A group known as the leptictidans were probably some of the weirdest early eutherians. With their tiny forelegs, big hindlegs, and long counterbalancing tails, they somewhat resembled jerboas or small kangaroos – except they also had long slender snouts that probably ended in sengi-like proboscises, and their feet were structured more like those of running animals than jumping ones. They’re also thought to have been mainly bipedal, convergently evolving a similar posture and movement style to non-avian theropod dinosaurs.
First appearing in the Late Cretaceous, they made it through the end-Cretaceous extinction and survived up until the mid-Cenozoic across the northern hemisphere, going extinct around 33 million years ago.

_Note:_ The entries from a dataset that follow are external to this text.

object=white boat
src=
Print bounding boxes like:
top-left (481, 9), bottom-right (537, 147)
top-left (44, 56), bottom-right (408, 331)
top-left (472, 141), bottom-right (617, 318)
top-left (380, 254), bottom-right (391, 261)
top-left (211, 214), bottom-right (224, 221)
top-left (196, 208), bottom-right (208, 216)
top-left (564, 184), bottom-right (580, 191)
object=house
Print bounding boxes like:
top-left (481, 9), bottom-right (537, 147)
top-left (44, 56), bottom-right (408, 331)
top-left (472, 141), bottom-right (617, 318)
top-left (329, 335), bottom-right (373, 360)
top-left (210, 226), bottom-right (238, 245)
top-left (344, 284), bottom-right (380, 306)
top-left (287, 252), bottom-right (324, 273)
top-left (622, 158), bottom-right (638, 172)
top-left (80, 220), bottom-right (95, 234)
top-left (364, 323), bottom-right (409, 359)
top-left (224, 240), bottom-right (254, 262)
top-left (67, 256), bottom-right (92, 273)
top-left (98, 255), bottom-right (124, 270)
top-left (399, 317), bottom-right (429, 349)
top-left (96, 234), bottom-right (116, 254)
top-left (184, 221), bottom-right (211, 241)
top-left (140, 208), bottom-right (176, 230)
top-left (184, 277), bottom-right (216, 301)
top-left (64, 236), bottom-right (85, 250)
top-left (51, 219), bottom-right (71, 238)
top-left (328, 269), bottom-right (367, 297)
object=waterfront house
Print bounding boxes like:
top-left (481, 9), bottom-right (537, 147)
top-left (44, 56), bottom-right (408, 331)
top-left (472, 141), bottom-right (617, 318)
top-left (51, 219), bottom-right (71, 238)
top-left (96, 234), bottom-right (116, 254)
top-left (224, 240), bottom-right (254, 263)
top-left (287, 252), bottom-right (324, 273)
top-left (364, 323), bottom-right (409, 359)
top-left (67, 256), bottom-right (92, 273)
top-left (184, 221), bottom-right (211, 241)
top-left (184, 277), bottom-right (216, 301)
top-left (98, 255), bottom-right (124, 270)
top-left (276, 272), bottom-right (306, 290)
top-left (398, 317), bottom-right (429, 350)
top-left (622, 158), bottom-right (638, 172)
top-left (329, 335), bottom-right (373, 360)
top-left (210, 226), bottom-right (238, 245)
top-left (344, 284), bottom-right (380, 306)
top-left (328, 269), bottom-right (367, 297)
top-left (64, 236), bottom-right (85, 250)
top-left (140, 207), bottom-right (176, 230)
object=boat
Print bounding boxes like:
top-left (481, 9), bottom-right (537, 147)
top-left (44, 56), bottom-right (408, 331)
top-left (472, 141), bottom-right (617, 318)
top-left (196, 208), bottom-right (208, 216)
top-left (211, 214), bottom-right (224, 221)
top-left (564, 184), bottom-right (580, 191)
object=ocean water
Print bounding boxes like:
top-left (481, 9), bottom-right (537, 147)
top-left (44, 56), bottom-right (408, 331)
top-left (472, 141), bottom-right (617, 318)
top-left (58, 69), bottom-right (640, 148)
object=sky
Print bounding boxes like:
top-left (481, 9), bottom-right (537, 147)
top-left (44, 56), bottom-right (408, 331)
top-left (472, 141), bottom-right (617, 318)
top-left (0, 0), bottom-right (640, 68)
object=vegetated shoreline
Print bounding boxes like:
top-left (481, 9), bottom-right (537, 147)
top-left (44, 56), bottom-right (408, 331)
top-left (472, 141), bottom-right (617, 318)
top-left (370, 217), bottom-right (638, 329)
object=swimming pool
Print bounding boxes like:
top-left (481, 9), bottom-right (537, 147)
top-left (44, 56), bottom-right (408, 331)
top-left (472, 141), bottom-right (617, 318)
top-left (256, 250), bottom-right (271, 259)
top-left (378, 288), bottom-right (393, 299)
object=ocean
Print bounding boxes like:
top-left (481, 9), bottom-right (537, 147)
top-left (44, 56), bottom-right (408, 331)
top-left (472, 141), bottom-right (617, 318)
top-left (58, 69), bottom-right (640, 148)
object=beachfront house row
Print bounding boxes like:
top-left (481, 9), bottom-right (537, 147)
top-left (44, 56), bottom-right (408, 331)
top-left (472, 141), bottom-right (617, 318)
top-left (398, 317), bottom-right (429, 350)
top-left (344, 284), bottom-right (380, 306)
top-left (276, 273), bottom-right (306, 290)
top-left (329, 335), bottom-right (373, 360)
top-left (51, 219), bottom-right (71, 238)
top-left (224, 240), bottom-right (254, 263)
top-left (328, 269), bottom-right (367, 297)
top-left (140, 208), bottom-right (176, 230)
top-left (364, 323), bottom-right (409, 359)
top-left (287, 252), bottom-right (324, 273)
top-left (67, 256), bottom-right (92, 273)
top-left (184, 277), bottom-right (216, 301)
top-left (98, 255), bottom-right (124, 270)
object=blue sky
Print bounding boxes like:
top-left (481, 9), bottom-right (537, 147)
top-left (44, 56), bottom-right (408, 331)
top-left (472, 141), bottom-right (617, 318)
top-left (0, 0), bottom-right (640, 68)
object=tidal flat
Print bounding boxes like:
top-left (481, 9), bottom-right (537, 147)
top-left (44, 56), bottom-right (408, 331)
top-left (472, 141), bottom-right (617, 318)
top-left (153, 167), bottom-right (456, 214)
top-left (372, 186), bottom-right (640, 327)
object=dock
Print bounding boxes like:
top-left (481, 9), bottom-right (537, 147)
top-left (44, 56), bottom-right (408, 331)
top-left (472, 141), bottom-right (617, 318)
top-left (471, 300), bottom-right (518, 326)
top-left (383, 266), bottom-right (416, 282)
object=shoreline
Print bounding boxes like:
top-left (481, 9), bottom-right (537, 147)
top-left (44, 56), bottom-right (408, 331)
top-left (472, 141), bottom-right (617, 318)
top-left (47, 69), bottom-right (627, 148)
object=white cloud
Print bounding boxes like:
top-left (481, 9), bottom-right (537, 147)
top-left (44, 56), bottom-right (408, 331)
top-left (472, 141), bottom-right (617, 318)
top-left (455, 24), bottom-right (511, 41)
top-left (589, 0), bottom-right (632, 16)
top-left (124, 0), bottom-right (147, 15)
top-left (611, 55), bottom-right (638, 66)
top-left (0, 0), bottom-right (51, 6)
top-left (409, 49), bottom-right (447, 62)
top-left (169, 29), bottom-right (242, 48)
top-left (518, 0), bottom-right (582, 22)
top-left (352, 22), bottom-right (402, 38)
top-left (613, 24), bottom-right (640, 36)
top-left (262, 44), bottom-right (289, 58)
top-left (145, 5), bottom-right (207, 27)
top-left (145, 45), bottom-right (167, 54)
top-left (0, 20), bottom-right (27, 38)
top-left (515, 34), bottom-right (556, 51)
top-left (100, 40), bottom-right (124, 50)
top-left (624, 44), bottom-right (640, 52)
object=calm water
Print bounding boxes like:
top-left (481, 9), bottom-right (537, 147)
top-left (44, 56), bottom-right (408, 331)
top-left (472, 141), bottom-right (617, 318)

They were probably omnivores, eating a mixture of insects, small vertebrates, and soft plant matter such as fruit and leaves.
Their mix of “primitive” skull features and highly specialized skeletons makes classifying them particularly difficult. They’ve been proposed to be placentals related to primates and rodents or afrotheres, a very early branch of the eutherians, or close to placentals but not quite true members themselves. The latter interpretation currently seems most likely, but they could also be a paraphyletic group at the base of placentals (suggesting that they could even be ancestral to placentals, and therefore all placentals would technically be leptictidans).
Gypsonictops was one of the earliest leptictidans, living during the Late Cretaceous of North America (70-66 mya). Known only from teeth and jaw fragments, we don’t know much about its appearance or full size – although it was probably smaller than its later relatives, perhaps about 35cm long (1′2″).
Any reconstruction of such fragmentary remains is going to be very speculative, but I’ve restored it here as a sort of transitional form, not yet quite as specialized. A more sengi-like animal, mainly quadrupedal but able to run and hop on its hind legs to flee from danger or chase after small fast-moving prey.